Countering Math Anxiety

Countering Math Anxiety

A report published recently by the Centre for Neuroscience in Education at the University of Cambridge has eminently explored the nature and resolution of what one calls ‘math anxiety’ – prevalent right from the primary years among a vast majority of students. The study is directed towards examining the factors that influence such anxiety – nay, phobia – among primary and secondary school students. It shows that both teachers and parents may inadvertently play a role in a child’s development of that mathematics-related condition, with the girls tending to get more affected than boys do. The report also points to the mathematics crisis in the UK; according to a 2014 report from Numerical Numeracy, four out of five adults have low functional mathematics skills, and fewer than half of UK adults have low functional literacy levels.
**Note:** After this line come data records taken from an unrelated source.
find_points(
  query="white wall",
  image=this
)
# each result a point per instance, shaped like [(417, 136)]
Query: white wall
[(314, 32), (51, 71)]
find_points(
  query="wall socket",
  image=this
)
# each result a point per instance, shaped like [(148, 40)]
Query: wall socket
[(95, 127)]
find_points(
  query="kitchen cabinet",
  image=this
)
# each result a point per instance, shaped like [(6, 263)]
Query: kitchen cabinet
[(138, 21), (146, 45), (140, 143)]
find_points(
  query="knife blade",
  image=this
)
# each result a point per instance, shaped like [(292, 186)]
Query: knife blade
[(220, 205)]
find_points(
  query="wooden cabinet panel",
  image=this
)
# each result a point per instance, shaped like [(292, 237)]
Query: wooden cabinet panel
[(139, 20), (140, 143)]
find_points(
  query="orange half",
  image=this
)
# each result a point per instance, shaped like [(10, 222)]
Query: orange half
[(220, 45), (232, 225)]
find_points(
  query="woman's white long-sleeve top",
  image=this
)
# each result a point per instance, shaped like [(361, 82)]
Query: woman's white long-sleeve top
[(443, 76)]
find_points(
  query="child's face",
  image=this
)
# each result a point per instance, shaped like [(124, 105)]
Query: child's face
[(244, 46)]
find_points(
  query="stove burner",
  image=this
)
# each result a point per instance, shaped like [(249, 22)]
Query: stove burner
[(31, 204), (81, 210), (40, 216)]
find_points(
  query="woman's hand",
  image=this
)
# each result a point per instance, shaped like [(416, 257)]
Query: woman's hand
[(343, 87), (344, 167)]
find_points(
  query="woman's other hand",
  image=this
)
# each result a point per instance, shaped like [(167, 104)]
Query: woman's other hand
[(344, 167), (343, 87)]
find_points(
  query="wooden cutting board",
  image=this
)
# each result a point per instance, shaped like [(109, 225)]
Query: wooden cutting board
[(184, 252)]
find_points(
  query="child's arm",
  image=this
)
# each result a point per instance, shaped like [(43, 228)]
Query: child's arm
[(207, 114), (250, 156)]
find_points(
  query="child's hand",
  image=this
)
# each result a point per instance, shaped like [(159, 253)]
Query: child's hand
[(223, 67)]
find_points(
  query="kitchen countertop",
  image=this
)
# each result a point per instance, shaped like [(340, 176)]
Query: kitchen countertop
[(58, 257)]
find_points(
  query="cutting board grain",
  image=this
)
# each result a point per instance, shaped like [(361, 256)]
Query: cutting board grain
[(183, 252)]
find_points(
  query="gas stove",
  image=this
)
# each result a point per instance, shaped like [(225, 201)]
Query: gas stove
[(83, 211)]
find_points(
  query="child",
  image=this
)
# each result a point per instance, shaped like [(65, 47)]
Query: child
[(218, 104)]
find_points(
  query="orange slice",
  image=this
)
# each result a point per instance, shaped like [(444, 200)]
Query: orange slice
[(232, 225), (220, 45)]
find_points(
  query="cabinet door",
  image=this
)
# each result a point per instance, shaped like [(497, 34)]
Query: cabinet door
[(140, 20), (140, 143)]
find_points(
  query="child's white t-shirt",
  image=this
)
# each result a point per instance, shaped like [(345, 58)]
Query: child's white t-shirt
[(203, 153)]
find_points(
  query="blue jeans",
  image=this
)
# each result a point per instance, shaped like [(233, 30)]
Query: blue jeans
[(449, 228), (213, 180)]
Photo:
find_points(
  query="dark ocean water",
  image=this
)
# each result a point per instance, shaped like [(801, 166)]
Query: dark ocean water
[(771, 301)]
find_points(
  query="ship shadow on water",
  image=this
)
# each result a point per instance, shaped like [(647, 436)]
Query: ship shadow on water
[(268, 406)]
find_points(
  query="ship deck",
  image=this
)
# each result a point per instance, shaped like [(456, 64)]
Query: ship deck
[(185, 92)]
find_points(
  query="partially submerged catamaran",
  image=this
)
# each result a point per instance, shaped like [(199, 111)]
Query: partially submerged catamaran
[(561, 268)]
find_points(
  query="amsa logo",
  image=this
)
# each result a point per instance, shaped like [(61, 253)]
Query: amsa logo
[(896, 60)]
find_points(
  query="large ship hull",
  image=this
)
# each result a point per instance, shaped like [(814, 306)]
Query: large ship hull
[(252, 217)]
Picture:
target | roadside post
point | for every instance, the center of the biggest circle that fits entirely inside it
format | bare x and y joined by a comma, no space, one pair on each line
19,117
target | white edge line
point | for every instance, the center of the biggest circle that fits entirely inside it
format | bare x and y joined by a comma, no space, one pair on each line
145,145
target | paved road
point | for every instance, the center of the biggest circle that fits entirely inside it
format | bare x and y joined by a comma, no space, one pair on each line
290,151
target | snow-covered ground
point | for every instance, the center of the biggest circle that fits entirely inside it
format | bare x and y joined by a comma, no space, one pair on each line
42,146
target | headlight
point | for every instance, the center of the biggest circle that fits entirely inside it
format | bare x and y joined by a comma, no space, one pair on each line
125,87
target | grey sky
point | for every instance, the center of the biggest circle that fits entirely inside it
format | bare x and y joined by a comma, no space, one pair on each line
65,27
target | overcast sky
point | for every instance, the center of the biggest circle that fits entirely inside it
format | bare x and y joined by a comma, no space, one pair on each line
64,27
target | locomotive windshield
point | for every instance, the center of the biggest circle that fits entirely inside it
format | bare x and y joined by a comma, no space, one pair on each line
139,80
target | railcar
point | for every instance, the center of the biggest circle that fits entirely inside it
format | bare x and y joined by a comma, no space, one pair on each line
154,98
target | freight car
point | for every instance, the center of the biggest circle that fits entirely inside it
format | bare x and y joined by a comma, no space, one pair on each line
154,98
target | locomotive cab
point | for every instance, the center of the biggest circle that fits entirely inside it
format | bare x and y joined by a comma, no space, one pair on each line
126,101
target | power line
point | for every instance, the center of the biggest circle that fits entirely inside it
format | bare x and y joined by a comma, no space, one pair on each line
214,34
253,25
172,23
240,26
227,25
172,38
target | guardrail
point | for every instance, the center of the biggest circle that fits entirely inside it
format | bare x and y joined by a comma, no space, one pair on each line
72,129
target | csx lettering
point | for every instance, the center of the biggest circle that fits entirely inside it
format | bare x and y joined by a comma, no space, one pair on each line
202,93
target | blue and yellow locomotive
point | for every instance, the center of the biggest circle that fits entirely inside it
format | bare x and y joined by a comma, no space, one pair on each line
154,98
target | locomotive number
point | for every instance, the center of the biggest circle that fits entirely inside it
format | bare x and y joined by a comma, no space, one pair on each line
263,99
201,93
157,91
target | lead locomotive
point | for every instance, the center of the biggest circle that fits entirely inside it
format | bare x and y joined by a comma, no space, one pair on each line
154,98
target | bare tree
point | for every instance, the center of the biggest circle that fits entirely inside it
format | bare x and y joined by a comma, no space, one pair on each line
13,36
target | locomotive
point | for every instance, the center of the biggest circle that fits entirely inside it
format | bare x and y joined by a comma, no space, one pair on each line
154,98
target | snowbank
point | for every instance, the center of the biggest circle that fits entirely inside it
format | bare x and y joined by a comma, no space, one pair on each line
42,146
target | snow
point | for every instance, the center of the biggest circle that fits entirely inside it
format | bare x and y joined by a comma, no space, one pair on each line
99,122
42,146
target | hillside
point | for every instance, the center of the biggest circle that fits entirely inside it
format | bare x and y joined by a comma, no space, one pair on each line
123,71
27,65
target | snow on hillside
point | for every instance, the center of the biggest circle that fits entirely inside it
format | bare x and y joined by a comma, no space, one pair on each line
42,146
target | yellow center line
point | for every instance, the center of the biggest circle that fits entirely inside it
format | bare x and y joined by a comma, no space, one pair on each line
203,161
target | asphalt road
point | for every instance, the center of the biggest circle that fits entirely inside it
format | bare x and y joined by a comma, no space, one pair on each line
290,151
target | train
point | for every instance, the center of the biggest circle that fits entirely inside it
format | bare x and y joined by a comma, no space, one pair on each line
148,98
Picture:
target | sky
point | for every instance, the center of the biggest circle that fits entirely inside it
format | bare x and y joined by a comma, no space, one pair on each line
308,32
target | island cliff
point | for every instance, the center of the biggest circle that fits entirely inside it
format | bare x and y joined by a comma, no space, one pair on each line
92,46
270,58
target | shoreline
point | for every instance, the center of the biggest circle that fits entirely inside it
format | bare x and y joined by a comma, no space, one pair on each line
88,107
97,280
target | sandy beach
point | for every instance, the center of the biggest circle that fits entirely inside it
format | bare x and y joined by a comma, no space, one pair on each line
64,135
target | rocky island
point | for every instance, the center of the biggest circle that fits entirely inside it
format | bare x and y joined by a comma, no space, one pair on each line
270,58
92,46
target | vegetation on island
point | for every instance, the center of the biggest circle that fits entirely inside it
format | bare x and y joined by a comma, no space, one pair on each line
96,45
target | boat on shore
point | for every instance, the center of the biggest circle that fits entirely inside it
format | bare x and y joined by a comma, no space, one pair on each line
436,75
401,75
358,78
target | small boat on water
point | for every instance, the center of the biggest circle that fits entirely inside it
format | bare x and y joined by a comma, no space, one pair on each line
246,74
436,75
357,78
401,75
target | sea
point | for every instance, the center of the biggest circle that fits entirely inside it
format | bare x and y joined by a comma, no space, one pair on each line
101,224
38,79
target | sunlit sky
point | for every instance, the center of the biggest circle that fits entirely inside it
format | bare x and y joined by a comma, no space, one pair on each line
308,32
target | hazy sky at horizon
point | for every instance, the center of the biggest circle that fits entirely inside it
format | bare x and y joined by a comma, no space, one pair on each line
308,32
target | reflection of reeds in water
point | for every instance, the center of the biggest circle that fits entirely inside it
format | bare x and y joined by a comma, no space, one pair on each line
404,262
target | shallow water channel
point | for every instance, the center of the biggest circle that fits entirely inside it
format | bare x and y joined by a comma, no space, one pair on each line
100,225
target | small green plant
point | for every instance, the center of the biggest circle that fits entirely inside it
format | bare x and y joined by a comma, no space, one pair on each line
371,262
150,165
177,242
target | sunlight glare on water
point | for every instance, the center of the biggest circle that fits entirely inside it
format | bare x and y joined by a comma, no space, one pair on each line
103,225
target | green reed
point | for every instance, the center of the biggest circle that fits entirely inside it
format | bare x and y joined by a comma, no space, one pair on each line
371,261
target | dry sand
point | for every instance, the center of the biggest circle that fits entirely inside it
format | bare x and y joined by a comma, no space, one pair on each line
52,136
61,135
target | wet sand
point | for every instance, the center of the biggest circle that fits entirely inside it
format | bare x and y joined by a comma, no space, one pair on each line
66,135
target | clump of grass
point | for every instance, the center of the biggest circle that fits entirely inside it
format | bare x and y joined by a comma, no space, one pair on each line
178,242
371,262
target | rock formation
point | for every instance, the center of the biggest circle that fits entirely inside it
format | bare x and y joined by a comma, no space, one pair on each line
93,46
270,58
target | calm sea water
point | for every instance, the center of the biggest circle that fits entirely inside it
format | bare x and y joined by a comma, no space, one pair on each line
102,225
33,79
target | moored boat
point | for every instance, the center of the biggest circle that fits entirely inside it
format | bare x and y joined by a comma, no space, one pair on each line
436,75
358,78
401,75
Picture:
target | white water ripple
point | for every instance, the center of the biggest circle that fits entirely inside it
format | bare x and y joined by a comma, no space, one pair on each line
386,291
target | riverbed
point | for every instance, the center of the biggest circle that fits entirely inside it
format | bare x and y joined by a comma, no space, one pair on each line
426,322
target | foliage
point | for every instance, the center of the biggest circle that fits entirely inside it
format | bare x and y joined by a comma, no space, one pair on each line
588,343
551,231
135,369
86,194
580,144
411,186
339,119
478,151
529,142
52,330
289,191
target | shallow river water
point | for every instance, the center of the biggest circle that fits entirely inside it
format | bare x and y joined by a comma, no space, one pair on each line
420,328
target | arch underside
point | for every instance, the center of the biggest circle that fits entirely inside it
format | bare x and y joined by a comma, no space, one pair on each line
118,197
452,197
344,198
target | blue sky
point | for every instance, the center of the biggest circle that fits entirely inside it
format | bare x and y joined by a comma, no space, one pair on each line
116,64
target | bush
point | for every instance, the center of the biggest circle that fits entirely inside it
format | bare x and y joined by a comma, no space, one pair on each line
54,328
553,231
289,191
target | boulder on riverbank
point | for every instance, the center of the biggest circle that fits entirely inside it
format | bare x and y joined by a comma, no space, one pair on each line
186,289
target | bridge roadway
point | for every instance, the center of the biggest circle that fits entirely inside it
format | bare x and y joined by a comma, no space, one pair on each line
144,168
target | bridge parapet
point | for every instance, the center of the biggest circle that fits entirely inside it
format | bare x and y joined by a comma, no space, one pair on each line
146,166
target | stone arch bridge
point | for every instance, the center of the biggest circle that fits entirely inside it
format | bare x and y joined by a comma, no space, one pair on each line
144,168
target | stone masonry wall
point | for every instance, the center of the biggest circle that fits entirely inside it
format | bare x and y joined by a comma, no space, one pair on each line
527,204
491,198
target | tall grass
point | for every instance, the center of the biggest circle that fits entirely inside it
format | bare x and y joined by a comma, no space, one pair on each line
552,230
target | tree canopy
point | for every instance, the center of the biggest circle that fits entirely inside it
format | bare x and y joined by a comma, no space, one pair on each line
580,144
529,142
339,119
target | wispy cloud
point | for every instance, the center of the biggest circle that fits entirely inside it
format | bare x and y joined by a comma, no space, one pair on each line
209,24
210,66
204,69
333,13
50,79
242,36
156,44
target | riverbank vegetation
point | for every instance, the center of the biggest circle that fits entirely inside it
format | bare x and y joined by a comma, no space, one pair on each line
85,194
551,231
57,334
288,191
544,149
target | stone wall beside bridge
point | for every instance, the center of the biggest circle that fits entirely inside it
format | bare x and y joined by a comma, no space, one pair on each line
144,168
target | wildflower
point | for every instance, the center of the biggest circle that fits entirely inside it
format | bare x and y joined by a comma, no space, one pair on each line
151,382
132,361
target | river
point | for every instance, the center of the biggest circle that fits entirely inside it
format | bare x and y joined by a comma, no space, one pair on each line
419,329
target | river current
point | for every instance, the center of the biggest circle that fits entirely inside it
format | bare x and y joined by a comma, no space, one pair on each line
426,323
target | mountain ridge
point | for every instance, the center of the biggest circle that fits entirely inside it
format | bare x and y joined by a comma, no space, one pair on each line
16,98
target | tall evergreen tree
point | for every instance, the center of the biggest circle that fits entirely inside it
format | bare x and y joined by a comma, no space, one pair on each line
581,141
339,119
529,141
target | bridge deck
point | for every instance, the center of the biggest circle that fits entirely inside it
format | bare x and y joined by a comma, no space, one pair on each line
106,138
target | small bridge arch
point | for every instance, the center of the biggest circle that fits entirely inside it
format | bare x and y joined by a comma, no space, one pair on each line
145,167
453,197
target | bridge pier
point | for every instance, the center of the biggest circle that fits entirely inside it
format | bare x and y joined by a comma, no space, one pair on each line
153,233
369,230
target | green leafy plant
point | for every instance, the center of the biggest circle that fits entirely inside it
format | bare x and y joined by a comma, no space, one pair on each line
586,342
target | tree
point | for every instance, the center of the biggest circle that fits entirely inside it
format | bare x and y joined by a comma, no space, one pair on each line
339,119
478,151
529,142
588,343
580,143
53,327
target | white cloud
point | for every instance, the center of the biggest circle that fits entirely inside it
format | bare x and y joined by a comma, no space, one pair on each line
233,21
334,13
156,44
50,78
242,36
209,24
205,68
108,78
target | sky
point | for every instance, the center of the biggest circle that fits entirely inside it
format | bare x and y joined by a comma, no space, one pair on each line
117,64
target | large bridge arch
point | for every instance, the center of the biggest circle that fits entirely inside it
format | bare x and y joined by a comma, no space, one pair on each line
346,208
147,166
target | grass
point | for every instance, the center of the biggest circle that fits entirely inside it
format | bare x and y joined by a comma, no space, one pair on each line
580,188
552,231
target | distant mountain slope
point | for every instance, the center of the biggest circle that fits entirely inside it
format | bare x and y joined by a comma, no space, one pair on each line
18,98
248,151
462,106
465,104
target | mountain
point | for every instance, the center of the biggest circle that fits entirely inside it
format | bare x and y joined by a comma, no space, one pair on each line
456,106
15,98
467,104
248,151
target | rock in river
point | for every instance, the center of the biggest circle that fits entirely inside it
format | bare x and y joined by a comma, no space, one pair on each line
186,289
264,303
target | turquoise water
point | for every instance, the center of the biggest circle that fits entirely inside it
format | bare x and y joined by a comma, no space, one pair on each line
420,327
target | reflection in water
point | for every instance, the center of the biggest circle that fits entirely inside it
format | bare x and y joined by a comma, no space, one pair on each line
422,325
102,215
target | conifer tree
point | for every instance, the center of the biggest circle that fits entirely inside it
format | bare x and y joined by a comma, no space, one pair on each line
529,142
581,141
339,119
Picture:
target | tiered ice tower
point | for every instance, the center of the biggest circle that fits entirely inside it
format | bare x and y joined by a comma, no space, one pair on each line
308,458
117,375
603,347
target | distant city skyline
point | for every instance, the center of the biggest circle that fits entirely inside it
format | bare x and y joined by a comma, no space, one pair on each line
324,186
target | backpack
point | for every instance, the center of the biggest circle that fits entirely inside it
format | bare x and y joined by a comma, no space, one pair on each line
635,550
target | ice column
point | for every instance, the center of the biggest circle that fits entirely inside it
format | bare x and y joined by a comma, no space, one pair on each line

This is confounding, considering the high scientific achievements in the UK, the country having to boast of some of the best world-class universities doing commendable research in mathematics, both pure and applied.

What has come out of the study is that in the long term, students with greater mathematics anxiety perform worse than their true mathematics ability. This has to do with their emotional factors. And then this leads to a vicious circle: mathematics anxiety engenders poorer performance and poorer performance leads to increasing mathematics anxiety. The fact of the matter is that anxiety affects performance despite the student having possessed the required merit to, say, crack a problem. Interestingly, the report suggests that teachers and parents have to be aware that their own mathematics anxiety may influence their students’ or children’s mathematics anxiety. So what comes out is that both teachers and parents have to tackle their own anxieties and belief systems in mathematics, the most prevalent belief being that mathematics is tougher, or far tougher, than other subjects. The situation in India’s northeastern region calls for serious attention then, given the fact that here mathematics skills are lower in general, the subject being reckoned a horror of sorts by a vast pool of students, thanks partly to the lack of well-trained, really mathematics-oriented teachers and partly to the students’ own belief systems. Let us not forget that sans mathematics, a huge part of the edifice of science and technology simply crumbles. This cannot be allowed to happen.